4.2. RNA-Seq Analysis

Total RNA was extracted using the RNeasy Plant Mini Kit® (Qiagen, Hilden, Germany). The quality and quantity of the total RNA samples were assessed using a NanoDrop® 2000 spectrophotometer (Thermo Fisher Scientific, Wilmington, NC, USA) and diluted at the same concentration (200 ng/L). RNA samples were prepared for library construction and RNA sequencing, assaying three cDNA libraries per treatment. A quality control step was performed for the RNA-Seq (mRNA) reads using FastQC v0.11.9 (https://github.com/s-andrews/FastQC (accessed on 14 July 2023)). Adaptors were trimmed and low-quality bases at the ends of sequences were quality-trimmed to Q20 using bbduk (v38.9) [51]. High-quality mRNA reads were mapped to the reference genome P. persica v2.0.a1 (http://www.rosaceae.org/peach/genome, accessed on 20 November 2024) using STAR (v2.7.9a) [52], with default parameters, except for setting --outFilterMultimapNmax to 20. Genomic annotations were obtained from the Genome Database for Rosaceae (http://www.rosaceae.org/, accessed on 20 November 2024) in general feature format 3 (GFF3). The gene-level absolute counts were calculated using HTSeq-count (v0.13.5) [53], specifying --order=pos, --stranded=no, --type=gene, --idattr=ID, and --mode=union.
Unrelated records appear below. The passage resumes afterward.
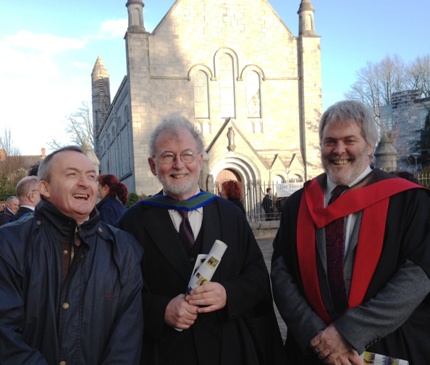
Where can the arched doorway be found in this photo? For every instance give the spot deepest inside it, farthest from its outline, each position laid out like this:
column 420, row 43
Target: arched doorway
column 225, row 175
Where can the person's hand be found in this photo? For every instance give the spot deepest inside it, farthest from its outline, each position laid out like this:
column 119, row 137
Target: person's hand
column 333, row 349
column 179, row 313
column 208, row 297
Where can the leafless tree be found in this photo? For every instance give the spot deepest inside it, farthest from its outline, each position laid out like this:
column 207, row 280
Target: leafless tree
column 79, row 128
column 6, row 144
column 377, row 81
column 418, row 75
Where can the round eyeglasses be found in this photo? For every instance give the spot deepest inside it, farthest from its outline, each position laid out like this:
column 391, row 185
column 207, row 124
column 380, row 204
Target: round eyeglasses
column 168, row 158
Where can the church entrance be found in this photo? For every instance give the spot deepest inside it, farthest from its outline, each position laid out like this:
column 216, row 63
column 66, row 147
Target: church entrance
column 225, row 175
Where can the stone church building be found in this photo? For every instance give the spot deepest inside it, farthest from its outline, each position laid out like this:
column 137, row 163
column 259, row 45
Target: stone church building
column 233, row 68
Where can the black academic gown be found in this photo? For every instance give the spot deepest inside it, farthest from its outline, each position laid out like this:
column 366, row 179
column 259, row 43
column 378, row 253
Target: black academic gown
column 246, row 331
column 407, row 236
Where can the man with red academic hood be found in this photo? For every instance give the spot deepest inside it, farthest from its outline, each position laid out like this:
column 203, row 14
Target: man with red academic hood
column 352, row 274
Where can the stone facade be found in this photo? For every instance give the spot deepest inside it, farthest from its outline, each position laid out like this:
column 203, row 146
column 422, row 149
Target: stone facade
column 405, row 118
column 247, row 83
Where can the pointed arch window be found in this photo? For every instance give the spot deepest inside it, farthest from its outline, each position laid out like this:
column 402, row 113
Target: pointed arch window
column 226, row 85
column 201, row 95
column 253, row 95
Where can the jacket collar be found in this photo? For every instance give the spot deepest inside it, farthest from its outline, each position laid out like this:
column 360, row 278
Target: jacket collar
column 66, row 226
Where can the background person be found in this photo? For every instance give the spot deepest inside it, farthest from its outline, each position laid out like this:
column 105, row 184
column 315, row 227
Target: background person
column 114, row 197
column 229, row 320
column 71, row 286
column 267, row 204
column 232, row 191
column 28, row 195
column 9, row 210
column 354, row 274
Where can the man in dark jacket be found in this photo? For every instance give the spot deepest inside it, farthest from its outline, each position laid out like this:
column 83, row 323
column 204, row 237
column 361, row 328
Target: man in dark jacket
column 229, row 320
column 9, row 210
column 351, row 270
column 70, row 286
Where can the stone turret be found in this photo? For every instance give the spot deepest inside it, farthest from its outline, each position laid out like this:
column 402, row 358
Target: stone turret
column 310, row 90
column 386, row 154
column 135, row 15
column 306, row 18
column 100, row 94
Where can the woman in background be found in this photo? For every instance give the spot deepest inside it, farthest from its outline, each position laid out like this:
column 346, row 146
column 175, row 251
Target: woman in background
column 114, row 196
column 232, row 190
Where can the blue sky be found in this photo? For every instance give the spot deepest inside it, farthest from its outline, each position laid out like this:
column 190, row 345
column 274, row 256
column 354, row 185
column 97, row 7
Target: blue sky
column 48, row 49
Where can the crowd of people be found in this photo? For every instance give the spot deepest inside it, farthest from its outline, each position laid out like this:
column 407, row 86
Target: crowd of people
column 86, row 280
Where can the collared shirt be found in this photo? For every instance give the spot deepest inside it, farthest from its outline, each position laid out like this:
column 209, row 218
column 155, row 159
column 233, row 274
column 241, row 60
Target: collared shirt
column 352, row 218
column 27, row 206
column 194, row 216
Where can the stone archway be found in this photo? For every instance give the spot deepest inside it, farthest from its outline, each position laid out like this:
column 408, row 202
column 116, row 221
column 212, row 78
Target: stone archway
column 225, row 175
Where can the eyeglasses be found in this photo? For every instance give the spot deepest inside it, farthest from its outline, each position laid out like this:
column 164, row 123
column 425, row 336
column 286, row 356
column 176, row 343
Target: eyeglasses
column 168, row 158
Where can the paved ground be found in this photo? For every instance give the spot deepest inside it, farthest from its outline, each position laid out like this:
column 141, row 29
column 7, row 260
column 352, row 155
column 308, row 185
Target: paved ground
column 267, row 249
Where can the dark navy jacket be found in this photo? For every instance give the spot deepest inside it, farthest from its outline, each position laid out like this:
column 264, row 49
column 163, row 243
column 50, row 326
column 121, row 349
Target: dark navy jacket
column 94, row 317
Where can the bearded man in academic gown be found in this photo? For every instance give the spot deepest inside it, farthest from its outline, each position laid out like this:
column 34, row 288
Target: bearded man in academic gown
column 229, row 320
column 375, row 296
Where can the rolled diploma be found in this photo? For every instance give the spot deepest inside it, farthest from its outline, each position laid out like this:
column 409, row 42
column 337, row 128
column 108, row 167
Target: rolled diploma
column 206, row 270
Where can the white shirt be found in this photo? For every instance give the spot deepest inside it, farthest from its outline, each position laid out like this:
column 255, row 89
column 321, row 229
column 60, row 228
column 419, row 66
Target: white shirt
column 352, row 218
column 194, row 216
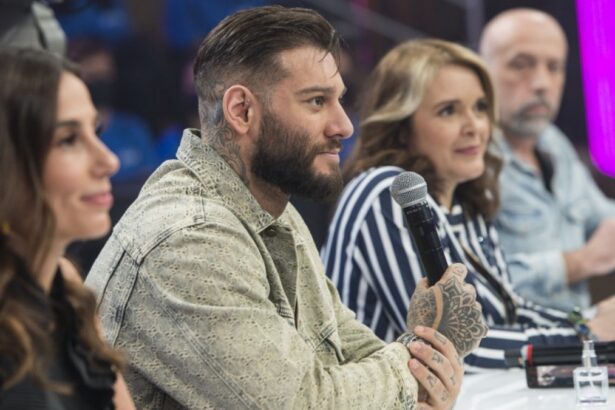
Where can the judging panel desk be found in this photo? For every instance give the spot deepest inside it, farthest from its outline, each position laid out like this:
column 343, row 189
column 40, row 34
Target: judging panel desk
column 507, row 390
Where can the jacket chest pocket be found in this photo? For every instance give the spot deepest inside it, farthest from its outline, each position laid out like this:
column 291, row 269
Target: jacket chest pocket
column 328, row 345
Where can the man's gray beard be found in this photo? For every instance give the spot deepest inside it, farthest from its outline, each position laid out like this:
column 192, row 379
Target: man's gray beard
column 523, row 127
column 526, row 128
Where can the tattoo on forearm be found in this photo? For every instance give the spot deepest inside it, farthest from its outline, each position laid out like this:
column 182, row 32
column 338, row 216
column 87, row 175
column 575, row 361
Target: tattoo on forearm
column 431, row 380
column 422, row 310
column 437, row 358
column 462, row 322
column 440, row 338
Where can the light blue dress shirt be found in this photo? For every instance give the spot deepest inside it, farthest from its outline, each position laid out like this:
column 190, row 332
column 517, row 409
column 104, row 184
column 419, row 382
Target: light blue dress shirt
column 536, row 226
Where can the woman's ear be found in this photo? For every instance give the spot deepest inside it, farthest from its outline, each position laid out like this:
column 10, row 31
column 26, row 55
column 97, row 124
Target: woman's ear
column 238, row 104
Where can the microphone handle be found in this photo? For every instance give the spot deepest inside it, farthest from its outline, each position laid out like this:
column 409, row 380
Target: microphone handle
column 422, row 224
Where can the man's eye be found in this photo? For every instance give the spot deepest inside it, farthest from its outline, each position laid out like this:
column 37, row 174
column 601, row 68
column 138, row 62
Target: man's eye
column 482, row 106
column 68, row 140
column 446, row 111
column 100, row 128
column 317, row 101
column 519, row 64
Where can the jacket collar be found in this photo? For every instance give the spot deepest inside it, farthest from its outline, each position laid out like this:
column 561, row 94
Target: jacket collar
column 220, row 181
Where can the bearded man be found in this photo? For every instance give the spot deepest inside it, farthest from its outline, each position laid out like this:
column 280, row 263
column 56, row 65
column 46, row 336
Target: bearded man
column 556, row 227
column 211, row 282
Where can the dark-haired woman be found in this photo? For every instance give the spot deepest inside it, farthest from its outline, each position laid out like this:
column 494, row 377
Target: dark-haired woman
column 429, row 108
column 54, row 189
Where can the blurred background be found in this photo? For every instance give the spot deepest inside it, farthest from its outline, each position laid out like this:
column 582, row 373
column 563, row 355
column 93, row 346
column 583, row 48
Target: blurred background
column 136, row 57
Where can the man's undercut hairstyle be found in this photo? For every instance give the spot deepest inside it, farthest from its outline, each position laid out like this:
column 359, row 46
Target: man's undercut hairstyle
column 244, row 49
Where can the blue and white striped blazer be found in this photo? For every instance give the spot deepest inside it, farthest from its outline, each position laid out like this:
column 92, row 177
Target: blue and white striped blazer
column 372, row 260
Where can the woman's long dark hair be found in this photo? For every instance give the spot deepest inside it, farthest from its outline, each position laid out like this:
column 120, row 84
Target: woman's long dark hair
column 393, row 93
column 29, row 82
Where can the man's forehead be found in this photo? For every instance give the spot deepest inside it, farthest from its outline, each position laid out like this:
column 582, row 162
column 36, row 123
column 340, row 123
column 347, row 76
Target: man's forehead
column 532, row 39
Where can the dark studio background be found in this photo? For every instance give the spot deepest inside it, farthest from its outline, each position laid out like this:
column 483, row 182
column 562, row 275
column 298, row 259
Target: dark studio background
column 136, row 56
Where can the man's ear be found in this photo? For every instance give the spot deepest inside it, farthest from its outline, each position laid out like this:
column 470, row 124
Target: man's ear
column 239, row 105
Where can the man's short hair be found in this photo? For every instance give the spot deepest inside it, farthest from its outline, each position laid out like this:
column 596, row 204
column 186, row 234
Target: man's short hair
column 244, row 48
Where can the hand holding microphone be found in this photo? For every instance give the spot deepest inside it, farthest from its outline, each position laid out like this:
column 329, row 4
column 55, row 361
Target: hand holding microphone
column 445, row 303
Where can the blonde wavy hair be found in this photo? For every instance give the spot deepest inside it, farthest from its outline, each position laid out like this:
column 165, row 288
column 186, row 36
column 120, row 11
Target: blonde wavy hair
column 394, row 91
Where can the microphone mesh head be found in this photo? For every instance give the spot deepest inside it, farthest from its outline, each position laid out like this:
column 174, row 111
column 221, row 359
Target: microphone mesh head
column 408, row 188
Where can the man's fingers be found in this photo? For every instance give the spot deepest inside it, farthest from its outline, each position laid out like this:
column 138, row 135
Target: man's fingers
column 455, row 270
column 438, row 394
column 437, row 362
column 422, row 284
column 459, row 270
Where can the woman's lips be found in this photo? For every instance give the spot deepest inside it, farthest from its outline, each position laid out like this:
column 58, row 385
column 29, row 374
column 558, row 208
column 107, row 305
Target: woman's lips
column 474, row 150
column 100, row 199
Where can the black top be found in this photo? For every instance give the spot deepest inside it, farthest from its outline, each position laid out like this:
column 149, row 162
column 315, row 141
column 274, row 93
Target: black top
column 91, row 380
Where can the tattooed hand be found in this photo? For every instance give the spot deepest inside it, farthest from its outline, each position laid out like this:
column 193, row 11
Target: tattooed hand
column 437, row 368
column 450, row 307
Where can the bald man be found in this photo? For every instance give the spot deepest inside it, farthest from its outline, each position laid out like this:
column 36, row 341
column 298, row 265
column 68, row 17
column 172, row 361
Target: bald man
column 555, row 225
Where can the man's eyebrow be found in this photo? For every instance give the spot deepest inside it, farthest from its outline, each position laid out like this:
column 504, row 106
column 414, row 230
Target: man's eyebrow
column 319, row 89
column 73, row 123
column 67, row 123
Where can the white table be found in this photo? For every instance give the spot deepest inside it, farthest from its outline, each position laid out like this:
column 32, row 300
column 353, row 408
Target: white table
column 507, row 390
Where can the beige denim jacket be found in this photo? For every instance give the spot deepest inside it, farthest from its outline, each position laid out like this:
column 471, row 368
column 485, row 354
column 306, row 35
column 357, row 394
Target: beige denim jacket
column 216, row 304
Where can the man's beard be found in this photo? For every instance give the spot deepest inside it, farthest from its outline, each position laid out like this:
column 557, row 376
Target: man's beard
column 284, row 157
column 524, row 124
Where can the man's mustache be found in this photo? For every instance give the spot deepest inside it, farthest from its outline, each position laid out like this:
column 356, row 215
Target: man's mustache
column 535, row 103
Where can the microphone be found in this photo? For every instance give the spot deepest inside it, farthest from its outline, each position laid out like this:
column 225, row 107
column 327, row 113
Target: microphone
column 409, row 190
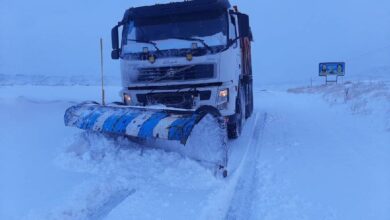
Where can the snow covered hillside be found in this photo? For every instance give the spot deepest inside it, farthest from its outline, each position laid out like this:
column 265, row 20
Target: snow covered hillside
column 309, row 153
column 291, row 37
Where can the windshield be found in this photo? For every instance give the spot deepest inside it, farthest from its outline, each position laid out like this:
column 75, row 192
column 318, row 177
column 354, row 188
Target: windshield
column 176, row 32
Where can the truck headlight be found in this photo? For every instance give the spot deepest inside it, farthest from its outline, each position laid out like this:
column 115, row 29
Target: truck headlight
column 127, row 99
column 223, row 99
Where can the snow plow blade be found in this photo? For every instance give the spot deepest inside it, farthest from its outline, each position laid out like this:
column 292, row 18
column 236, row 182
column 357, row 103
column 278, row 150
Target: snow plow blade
column 133, row 122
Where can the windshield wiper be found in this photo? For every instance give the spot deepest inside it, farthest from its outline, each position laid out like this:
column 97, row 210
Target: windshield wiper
column 194, row 39
column 171, row 73
column 146, row 42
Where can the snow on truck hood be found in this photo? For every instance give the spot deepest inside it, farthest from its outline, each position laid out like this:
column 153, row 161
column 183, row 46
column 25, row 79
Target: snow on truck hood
column 136, row 47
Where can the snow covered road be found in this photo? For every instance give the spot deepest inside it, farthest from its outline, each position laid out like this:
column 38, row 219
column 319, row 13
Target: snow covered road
column 302, row 156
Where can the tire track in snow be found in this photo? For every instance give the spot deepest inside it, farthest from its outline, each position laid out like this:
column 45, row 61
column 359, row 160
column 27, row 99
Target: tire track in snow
column 221, row 202
column 242, row 200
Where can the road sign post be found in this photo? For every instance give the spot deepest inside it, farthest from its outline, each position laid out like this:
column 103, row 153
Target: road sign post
column 332, row 70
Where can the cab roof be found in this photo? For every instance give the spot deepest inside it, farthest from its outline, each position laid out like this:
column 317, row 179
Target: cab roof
column 175, row 8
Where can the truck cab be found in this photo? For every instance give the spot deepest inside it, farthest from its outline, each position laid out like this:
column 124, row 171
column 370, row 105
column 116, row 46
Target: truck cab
column 187, row 55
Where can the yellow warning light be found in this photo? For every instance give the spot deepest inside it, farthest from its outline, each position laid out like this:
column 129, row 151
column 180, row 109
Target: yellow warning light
column 189, row 56
column 152, row 59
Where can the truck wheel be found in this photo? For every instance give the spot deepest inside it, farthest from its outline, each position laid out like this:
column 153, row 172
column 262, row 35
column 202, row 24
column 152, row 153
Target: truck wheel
column 234, row 129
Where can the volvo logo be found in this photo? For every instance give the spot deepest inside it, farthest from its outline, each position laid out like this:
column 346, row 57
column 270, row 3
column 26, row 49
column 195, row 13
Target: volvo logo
column 171, row 72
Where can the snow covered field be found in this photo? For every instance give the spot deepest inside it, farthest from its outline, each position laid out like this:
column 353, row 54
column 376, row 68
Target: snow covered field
column 307, row 153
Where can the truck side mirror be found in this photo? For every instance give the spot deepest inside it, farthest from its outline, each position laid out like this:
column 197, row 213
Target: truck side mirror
column 115, row 54
column 243, row 26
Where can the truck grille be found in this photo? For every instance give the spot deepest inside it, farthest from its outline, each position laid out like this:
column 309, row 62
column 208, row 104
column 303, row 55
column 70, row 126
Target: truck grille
column 172, row 73
column 183, row 100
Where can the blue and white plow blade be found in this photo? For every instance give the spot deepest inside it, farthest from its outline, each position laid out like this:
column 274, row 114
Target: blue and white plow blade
column 208, row 145
column 133, row 122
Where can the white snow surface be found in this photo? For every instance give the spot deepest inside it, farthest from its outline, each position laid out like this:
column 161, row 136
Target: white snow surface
column 319, row 152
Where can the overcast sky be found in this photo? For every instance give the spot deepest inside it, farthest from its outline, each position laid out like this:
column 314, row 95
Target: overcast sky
column 291, row 37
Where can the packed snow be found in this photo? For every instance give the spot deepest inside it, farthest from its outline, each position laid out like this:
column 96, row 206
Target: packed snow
column 310, row 151
column 318, row 152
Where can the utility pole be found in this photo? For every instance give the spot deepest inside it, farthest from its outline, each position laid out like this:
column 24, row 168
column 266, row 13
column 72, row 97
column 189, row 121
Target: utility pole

Genes with a minimum of five reads in at least two samples were retained for further analysis.
To study the correlation exhibited by the gene expression profiles among the different groups and samples, principal component analysis (PCA) was performed using the prcomp function of the stats R package (v4.2.2), using the matrix of absolute counts normalized by size factor and transformed with the vst function, both functions of the DESeq2 R package (v1.42.1) [54]. The 500 genes with the highest variance were selected for plotting and were graphed using plotly (v4.10.4). Differential expression analysis at the gene level was then computed using DESeq2. Normalization of raw counts was performed using the DESeq2 median of ratios method. Hypothesis testing was performed by a Wald test, and p-values were adjusted for multiple testing using the Benjamini–Hochberg procedure. Genes were considered differentially expressed at an adjusted p-value threshold of <0.05. The lfcShrink() function in DESeq2 was applied to shrink fold changes.
For each of the comparisons, GO over-representation analysis of the up- and downregulated DEGs was performed using the enricher function of the package ClusterProfiler (v4.10.1) [55]. GO terms were retrieved from Biomart (Ensembl Plants release 60) [56], and terms with a p-value < 0.05, adjusted by Benjamini–Hochberg’s correction, we considered significantly enriched.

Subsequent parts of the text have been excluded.